Problem Description
Given an undirected weighted connected graph with n nodes (labeled 1 to n) and an edge list where each edge connects two nodes with a given weight, determine the number of restricted paths from node 1 to node n. A restricted path is defined as a path where for every consecutive pair of nodes in the path, the shortest distance (using edge weights) from the current node to node n is strictly greater than that from the next node to node n. Return the count modulo 10^9 + 7.
Key Insights
- Use Dijkstra's algorithm starting from node n to compute the shortest distance from every node to node n.
- A restricted path can only move in the direction of strictly decreasing distance values, forming a kind of “topological” order.
- Dynamic Programming (or DFS with memoization) can be used to count the number of valid paths from node 1 to node n.

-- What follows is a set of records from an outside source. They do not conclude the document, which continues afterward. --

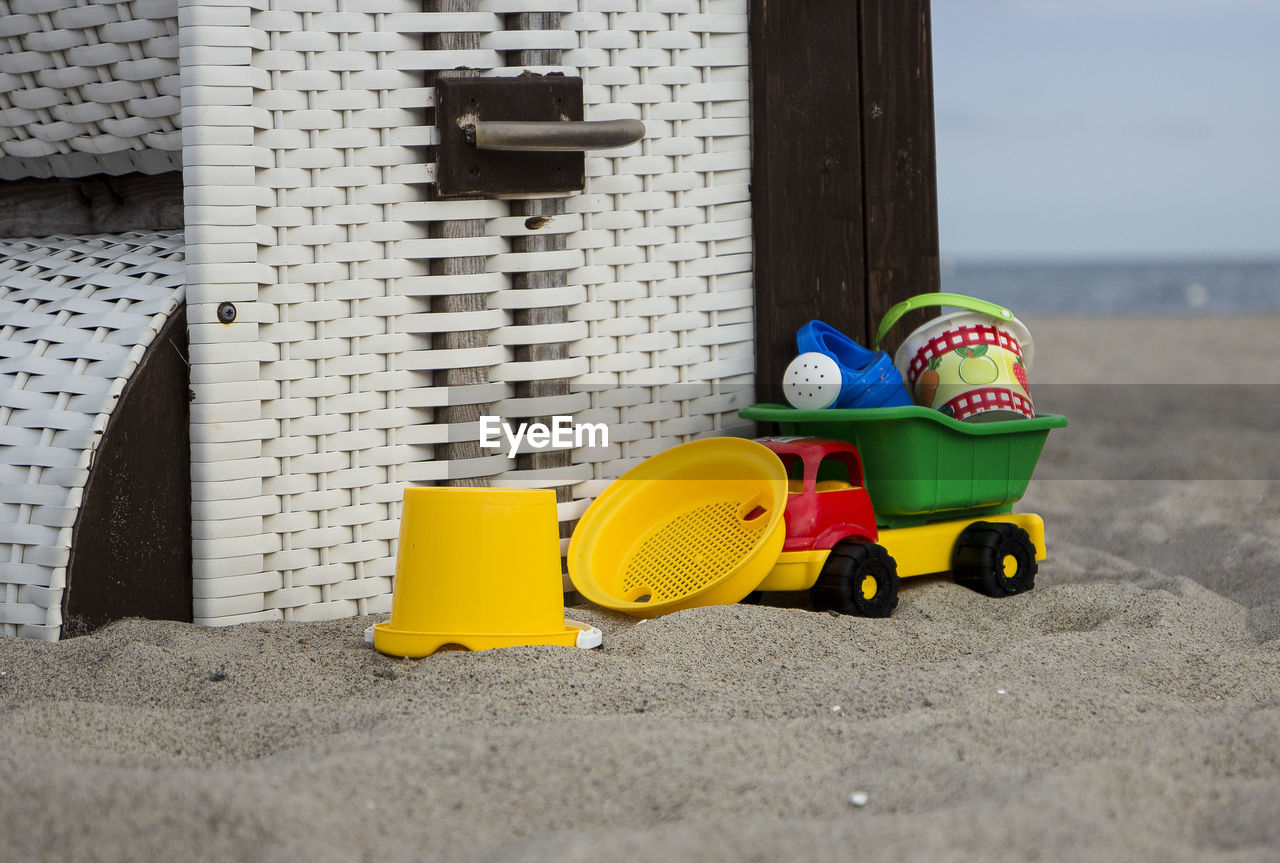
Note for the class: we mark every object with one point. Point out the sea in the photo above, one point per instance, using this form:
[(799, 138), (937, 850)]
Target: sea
[(1121, 287)]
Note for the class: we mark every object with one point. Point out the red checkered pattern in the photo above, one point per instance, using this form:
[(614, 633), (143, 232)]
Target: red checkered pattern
[(960, 337), (988, 398)]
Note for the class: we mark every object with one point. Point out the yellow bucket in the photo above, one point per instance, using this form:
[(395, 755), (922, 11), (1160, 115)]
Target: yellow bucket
[(478, 567), (696, 525)]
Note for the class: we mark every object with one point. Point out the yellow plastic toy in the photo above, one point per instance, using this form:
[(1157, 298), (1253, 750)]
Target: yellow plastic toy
[(478, 567), (696, 525)]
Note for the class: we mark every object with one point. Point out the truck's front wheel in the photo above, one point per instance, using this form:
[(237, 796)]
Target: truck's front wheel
[(856, 579)]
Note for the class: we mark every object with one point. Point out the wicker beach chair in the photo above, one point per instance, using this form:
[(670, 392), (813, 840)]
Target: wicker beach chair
[(347, 327)]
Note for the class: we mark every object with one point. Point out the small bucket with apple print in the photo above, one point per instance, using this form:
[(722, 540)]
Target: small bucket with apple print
[(970, 364)]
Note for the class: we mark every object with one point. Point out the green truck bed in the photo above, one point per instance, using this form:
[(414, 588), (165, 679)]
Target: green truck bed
[(920, 465)]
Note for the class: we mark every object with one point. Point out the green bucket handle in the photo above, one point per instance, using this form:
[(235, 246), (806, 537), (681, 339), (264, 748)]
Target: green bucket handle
[(919, 301)]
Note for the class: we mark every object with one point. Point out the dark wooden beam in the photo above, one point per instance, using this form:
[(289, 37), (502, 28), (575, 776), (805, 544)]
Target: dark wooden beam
[(844, 188), (807, 176), (899, 160), (101, 204), (131, 546)]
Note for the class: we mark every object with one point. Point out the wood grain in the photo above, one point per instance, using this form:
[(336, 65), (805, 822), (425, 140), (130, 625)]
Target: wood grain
[(844, 190), (101, 204)]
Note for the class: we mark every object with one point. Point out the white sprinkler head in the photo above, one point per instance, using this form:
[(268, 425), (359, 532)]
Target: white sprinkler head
[(812, 382)]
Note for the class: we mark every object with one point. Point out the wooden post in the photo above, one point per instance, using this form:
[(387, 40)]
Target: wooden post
[(844, 182)]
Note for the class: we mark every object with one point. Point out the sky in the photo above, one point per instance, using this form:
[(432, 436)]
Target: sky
[(1107, 128)]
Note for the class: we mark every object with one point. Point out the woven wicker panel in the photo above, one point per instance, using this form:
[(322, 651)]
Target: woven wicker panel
[(88, 87), (374, 324), (76, 316), (666, 236)]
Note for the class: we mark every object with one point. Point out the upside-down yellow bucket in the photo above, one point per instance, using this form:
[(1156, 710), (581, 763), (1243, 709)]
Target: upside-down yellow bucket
[(478, 567), (696, 525)]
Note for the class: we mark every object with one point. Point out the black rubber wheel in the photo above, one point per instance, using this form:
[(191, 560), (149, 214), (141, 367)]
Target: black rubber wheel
[(995, 558), (856, 579)]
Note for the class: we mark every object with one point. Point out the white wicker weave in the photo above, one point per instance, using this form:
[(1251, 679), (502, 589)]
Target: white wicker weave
[(305, 154), (88, 87), (76, 316)]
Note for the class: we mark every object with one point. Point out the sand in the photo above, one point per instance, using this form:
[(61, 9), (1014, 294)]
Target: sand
[(1127, 708)]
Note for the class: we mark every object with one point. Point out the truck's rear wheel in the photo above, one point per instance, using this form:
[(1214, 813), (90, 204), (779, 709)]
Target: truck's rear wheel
[(996, 558), (856, 579)]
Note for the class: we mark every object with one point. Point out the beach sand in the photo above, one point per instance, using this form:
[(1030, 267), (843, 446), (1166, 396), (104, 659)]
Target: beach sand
[(1127, 708)]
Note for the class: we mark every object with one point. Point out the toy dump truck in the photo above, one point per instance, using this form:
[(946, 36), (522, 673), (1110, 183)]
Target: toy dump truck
[(887, 493)]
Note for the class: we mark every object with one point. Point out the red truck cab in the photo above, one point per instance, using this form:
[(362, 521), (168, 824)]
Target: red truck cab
[(826, 500)]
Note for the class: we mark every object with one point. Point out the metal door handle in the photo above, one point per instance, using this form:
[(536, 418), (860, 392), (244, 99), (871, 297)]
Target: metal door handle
[(565, 136)]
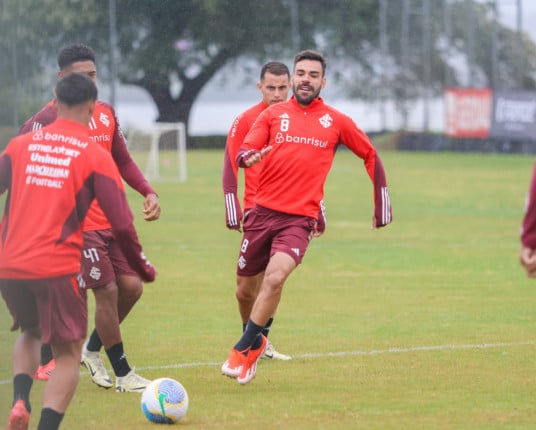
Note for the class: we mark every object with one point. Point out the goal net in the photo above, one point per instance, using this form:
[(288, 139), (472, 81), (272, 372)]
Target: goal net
[(159, 150)]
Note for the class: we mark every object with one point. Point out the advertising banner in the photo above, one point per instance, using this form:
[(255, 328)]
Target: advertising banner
[(514, 115), (467, 112)]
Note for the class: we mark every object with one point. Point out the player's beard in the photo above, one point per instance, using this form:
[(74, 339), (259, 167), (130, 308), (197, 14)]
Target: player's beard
[(307, 99)]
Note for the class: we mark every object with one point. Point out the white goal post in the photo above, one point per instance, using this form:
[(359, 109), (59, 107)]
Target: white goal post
[(160, 150)]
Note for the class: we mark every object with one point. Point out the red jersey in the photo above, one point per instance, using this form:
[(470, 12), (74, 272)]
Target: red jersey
[(304, 141), (235, 138), (104, 130), (528, 226), (52, 176)]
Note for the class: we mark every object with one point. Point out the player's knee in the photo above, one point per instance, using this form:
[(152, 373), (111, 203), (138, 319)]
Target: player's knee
[(33, 331), (244, 295)]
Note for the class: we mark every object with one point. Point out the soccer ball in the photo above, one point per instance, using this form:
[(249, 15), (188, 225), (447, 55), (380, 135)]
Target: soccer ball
[(164, 401)]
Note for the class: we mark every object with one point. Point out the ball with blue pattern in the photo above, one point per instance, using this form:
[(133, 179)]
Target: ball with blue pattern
[(164, 401)]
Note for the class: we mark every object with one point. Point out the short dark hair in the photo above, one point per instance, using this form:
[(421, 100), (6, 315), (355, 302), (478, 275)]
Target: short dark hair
[(275, 68), (76, 89), (75, 53), (310, 54)]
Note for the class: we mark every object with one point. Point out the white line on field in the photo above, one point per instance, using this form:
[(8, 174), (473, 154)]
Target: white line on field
[(346, 353)]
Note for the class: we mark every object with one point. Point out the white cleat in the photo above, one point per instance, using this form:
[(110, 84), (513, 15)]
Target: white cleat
[(272, 354), (94, 364)]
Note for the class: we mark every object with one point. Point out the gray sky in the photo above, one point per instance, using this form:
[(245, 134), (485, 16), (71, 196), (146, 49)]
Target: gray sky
[(508, 15)]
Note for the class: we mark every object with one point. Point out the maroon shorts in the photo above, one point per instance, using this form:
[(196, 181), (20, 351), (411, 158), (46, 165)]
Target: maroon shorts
[(57, 305), (267, 232), (102, 259)]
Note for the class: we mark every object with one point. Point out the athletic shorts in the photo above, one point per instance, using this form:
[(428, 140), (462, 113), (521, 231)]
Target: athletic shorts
[(57, 305), (102, 259), (267, 232)]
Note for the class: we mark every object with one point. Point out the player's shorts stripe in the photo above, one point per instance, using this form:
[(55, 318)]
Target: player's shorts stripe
[(386, 206), (231, 209)]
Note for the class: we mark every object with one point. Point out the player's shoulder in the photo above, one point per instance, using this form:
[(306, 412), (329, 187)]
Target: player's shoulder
[(40, 119)]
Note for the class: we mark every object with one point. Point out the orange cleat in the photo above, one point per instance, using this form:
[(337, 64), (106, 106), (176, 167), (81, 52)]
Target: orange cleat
[(19, 416), (43, 371), (249, 369)]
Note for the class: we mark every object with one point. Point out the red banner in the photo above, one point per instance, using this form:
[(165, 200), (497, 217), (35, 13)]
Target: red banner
[(468, 112)]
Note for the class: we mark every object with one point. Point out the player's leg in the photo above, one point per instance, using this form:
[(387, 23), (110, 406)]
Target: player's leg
[(277, 271), (63, 323), (25, 356), (247, 288), (288, 238), (98, 275), (130, 290), (61, 386)]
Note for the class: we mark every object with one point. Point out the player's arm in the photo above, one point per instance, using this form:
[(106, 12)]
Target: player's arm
[(5, 172), (41, 119), (133, 176), (113, 201), (255, 146), (321, 220), (233, 211), (359, 143), (527, 255)]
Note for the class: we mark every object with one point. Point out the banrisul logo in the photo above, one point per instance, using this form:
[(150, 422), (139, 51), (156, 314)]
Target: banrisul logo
[(326, 120)]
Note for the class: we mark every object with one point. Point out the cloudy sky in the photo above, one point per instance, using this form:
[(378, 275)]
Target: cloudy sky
[(508, 15)]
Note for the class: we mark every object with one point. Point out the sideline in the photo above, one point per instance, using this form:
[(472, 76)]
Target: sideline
[(344, 354)]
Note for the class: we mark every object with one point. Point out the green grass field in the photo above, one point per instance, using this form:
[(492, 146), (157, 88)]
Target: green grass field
[(429, 323)]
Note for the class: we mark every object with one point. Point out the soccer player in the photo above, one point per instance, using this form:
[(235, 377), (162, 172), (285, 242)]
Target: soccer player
[(52, 175), (274, 85), (296, 141), (105, 271), (527, 256)]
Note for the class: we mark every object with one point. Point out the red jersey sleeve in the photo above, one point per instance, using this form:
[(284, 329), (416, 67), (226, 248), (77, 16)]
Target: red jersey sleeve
[(114, 204), (235, 138), (359, 143), (233, 211), (44, 117), (528, 226), (129, 170)]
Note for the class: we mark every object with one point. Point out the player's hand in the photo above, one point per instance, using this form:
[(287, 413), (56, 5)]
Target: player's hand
[(527, 257), (233, 212), (148, 272), (256, 156), (321, 222), (151, 207)]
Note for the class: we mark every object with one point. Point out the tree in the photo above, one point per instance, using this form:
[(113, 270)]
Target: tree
[(173, 48)]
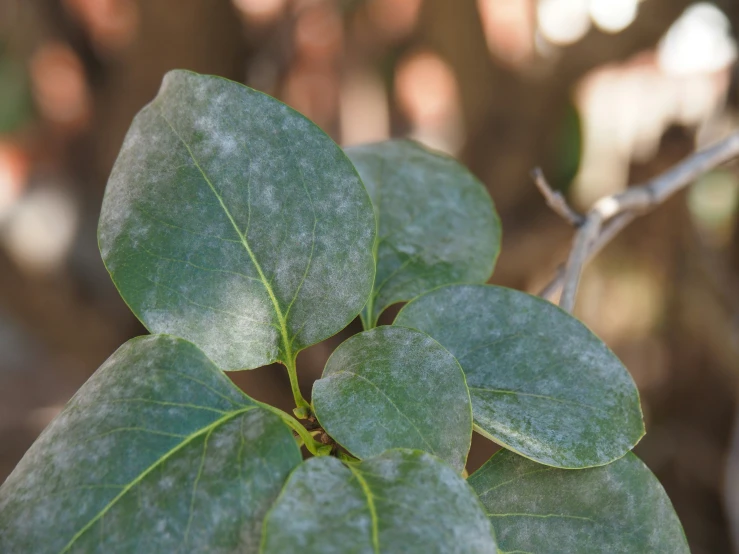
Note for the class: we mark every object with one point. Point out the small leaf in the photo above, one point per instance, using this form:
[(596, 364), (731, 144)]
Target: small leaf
[(400, 502), (395, 387), (618, 508), (232, 221), (541, 383), (437, 223), (157, 452)]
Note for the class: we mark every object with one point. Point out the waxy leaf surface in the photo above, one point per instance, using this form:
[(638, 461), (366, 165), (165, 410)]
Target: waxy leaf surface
[(437, 224), (400, 502), (157, 453), (620, 508), (232, 221), (393, 387), (541, 383)]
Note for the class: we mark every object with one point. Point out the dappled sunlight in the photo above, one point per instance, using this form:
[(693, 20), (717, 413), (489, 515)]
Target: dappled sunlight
[(509, 29), (60, 86), (627, 107), (39, 233), (426, 92)]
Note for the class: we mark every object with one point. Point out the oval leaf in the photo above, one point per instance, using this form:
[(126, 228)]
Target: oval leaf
[(403, 501), (618, 508), (541, 383), (234, 222), (437, 223), (157, 452), (395, 387)]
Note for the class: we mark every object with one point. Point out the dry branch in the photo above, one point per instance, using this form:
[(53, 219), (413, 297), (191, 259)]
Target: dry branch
[(611, 214)]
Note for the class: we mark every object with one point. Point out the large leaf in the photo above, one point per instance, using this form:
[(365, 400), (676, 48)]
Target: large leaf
[(541, 383), (394, 387), (157, 452), (437, 224), (618, 508), (403, 501), (234, 222)]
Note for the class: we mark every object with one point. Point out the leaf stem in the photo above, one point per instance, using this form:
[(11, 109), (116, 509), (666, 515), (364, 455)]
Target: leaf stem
[(313, 446), (302, 407)]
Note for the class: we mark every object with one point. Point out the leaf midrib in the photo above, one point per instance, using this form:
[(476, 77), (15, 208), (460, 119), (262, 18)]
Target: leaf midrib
[(280, 317), (371, 506), (189, 438)]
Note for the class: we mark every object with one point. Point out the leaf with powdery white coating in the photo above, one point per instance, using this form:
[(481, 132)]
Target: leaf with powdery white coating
[(403, 501), (541, 383), (393, 387), (437, 223), (157, 452), (620, 508), (232, 221)]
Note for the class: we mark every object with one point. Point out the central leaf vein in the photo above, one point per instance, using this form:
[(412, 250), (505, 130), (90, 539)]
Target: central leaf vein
[(244, 242)]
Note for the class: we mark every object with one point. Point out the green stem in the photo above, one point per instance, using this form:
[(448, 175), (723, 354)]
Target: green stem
[(313, 446), (367, 322), (301, 404)]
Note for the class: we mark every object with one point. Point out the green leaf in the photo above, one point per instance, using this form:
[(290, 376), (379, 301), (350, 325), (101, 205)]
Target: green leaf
[(394, 387), (157, 452), (541, 383), (437, 224), (232, 221), (402, 501), (618, 508)]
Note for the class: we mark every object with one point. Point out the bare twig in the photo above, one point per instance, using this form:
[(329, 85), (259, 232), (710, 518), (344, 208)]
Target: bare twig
[(555, 199), (607, 234), (611, 214)]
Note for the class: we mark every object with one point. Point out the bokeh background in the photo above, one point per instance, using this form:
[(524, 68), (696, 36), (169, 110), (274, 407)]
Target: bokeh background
[(600, 93)]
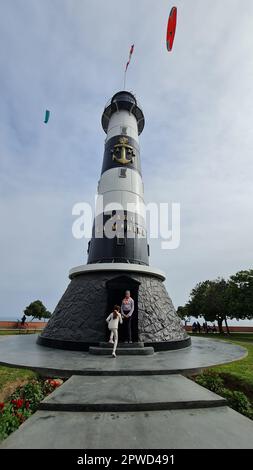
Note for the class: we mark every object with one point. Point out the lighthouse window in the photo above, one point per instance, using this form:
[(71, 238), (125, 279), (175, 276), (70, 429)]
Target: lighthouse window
[(122, 172), (120, 241)]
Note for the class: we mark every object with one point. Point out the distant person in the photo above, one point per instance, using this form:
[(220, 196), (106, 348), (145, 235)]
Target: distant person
[(194, 327), (127, 308), (113, 323), (214, 329)]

- Modulo arithmetic (MOD = 10^9 + 7) must be applied to handle large counts.
Space and Time Complexity
Time Complexity: O(E log N) for Dijkstra's algorithm + O(N + E) for the DP/DFS traversal, overall O(E log N). Space Complexity: O(N + E) for storing the graph and additional data structures for distances and memoization.
Solution
We first run Dijkstra's algorithm from the destination node n to calculate the shortest distance from every node to node n. With these distances, we can then perform a DFS (or iterative DP) starting from node 1. During this DFS, for each node we traverse only those neighbors that have a strictly smaller distance to node n than the current node. We memoize each count to avoid redundant computations. The result is then returned modulo 10^9 + 7.